O triunfo claro do multimilionário na Florida deitou ao tapete Marco Rubio – aquele que talvez tivesse sido o escolhido dos republicanos se este ciclo de primárias fosse «relativamente normal».

Só não escrevo, em relação a Trump, uma terceira conclusão que aponte para a sua nomeação, porque restam sinais, nas cúpulas republicanas, de alguma resistência a uma realidade que parece cada vez mais inevitável.

Marco Rubio foi digno na hora da humilhação: depois de perder por larga margem na Florida, estado que representa no Senado dos EUA, avisou os seus apoiantes de que, tendo em conta a forma como se escolhem presidentes na América, não resta outro caminho que não seja respeitar humildemente a vontade de quem vota e seguir a nomeação de Trump, caso ela se concretize.

Mitt Romney, nomeado presidencial republicano em 2012, não pensa assim: depois de assumir discurso arrasador contra Trump, anunciou que fará campanha por Ted Cruz nos próximos estados, para evitar que Donald chegue a Cleveland com os 1.237 delegados exigidos para agarrar a investidura.



Tarde demais para um golpe de teatro

Mas parece tarde demais para imaginar uma «brokered convention»: se Trump não chegar ao tal número mágico até junho, andará lá perto – e certamente muito acima de Cruz e Kasich.

Como advogar um candidato de última hora, que não tenha passado pelo crivo dos estados? Como defender que John Kasich, que até hoje só ganhou no estado que governa, tenha condições políticas para ser investido na convenção, ele que representa o centro republicano que, precisamente, está a ser triturado pelos eleitores do partido em quase todos os estados?




Para refrear ânimos, um porta-voz do Comité Nacional do Partido Republicano foi claro, em declaração recente: «Se Donald Trump for o nomeado da convenção, vamos respeitar  em absoluto essa escolha».

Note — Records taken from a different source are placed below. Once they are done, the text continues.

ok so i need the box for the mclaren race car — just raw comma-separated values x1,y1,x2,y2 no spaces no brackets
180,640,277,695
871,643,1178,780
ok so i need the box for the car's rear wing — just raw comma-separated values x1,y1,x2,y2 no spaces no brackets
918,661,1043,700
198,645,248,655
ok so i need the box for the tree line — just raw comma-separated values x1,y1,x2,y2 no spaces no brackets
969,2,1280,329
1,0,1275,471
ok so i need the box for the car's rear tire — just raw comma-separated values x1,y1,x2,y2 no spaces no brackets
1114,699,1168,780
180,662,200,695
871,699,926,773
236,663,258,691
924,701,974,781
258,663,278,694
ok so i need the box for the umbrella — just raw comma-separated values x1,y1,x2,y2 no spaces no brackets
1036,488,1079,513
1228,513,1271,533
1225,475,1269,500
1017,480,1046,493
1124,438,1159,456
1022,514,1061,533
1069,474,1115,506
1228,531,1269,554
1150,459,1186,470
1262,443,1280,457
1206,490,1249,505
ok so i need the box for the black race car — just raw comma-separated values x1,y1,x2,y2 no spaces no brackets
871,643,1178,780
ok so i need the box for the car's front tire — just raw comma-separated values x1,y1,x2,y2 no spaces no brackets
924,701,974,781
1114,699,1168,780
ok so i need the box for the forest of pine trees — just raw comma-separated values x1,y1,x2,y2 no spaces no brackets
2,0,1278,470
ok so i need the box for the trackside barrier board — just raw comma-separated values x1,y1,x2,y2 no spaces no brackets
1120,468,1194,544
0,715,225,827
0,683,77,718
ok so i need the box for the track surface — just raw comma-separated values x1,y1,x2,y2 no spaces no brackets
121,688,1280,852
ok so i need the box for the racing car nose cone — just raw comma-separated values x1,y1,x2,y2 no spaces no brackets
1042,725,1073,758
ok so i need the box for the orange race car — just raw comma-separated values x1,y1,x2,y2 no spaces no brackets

Ideias que apontam para uma candidatura «do establishment» à margem da nomeação de Trump parecem, pois, desabafos em voz alta que, a serem concretizados, ofereceriam de  bandeja a eleição de Hillary.


Rubio, um futuro brilhante... atrás dele?

Depois da derrota de Romney sobre Obama nas presidenciais de novembro de 2012, parecia haver uma corrente suficientemente forte no Partido Republicano que apontava para a necessidade de «abrir o partido» às minorias emergentes na América.

Dentro destes segmentos, os latinos adquiriam especial relevância. O partido passou a olhar, desde aí, com especial atenção para um jovem senador da Florida, conotado com o Tea Party mas não em demasia para poder assumir-se como candidato presidencial viável no plano nacional.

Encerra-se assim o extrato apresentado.